Printer authentication

Some printers require credentials before they will accept a job. The Settings tab lets you store an optional login name, password, and user code (an account or department code some printers require). These are sent with each print job. Leave them blank if your printer does not require them.

Printer driver

If a printer is running a generic driverless driver, a Printer Driver card appears on the Settings tab. It shows the make and model, whether a vendor driver is installed, and whether authentication options are available. You can upload a manufacturer PPD file (a printer description file) to improve compatibility and enable full feature support.

The print job queue and statuses

Every file sent to print becomes a print job. A job records the file name and size, page count, number of copies, color mode, the per-page price, the total amount, its payment status, and its current status. You can view jobs per printer on the printer's History tab, and members see their own print history on their side of the platform.

Each job moves through a defined set of statuses:

  • Pending Payment. The job is waiting on payment before it can be printed. This applies to guest jobs that have not been paid for yet.
  • In Queue. The job has been accepted and is queued for printing.
  • Printing. The job is actively printing.
  • Completed. The job finished printing.
  • Failed. The job could not be printed. A reason is recorded, for example that the print server was unreachable or not configured, or an error returned by the server.
  • Cancelled. The job was cancelled.

After a job is submitted to the print server, Deskie polls the server for its status every few seconds and updates the job until it reaches a final state of completed, failed, or cancelled. Polling stops once a job reaches one of those states or after a few minutes have passed.

A job can be cancelled by the member who created it or by an admin, but only while it is still pending or in queue. Cancelling marks the job cancelled, waives any charge, and removes the uploaded file.

Pricing and how members and guests are charged

Pricing is configured per printer on its Pricing tab, with separate settings for members and guests. For each audience you control whether they are allowed to use the printer and what they are charged.

Per-page rates

Each printer can have separate per-page rates for black and white and for color, set independently for members and for guests.
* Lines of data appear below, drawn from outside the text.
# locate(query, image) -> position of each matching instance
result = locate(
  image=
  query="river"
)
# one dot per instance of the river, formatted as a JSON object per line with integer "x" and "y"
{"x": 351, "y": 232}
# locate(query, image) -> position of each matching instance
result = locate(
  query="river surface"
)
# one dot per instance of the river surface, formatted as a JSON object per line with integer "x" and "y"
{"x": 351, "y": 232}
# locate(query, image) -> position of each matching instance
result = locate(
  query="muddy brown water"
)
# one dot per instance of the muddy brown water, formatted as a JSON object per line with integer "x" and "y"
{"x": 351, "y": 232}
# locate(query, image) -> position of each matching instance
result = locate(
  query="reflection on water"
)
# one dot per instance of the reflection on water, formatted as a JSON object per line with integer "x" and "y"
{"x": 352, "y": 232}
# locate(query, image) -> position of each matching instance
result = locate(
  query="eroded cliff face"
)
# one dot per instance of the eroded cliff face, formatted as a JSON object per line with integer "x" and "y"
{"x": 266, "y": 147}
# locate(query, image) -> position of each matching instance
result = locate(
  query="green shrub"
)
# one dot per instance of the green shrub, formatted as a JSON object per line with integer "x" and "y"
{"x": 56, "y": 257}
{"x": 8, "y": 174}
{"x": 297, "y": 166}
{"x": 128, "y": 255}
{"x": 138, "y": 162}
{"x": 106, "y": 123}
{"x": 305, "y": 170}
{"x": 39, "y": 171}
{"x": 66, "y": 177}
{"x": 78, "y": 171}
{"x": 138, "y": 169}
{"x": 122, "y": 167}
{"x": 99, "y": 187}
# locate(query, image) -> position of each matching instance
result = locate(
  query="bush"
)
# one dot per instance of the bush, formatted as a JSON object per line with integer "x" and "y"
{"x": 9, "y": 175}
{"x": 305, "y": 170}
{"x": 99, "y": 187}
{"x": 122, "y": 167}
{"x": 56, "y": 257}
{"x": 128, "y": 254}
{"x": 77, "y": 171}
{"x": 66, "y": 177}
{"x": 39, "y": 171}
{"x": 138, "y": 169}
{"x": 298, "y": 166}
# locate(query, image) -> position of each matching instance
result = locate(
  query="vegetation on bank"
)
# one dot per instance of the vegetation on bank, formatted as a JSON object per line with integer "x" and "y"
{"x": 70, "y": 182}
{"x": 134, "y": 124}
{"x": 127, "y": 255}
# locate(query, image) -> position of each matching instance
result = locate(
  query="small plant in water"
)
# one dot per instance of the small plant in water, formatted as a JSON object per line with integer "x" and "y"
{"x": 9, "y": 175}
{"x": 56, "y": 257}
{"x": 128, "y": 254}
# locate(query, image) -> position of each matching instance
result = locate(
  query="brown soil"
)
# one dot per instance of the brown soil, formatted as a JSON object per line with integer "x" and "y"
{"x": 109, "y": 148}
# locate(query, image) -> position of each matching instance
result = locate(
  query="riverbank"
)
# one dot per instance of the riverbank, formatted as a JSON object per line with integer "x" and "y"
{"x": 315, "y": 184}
The price charged for a job is the per-page rate for the chosen color mode multiplied by the page count and the number of copies. If a rate is left unset, Deskie falls back to a default of $0.10 per page for black and white and $0.25 per page for color.

Member and guest access

You can turn member printing and guest printing on or off independently for each printer. If a printer does not allow members, a member's job is rejected, and the same applies to guests when guest printing is off.

How members are billed

When a member prints, the job goes straight into the queue and is submitted to the print server immediately. The charge is added to the member's invoice rather than collected at the moment of printing. Print charges are rolled into the member's regular invoicing. If the member belongs to a team, the charge is routed to the team's billing target so it lands on the team's invoice. To understand how these charges flow into invoices, see member activity and billing and invoices.

How guests are billed

When someone without a member profile prints, the job is created as pending and must be paid for before it prints. Deskie creates an invoice for the pending jobs and collects payment immediately. Once payment succeeds, the jobs move into the queue and are submitted to the print server. Guest payments are processed through Stripe, so your workspace needs Stripe connected. See connecting Stripe.

Guest minimum charge

Because card processing has a per-transaction cost, you can set a minimum charge for guests on each printer. If a guest's calculated total comes out below the minimum, the minimum is charged instead. Stripe charges a percentage plus a flat fee per transaction, so a minimum of around a dollar or more is sensible to keep small print jobs from costing you money. The minimum charge applies only to guests, not to members.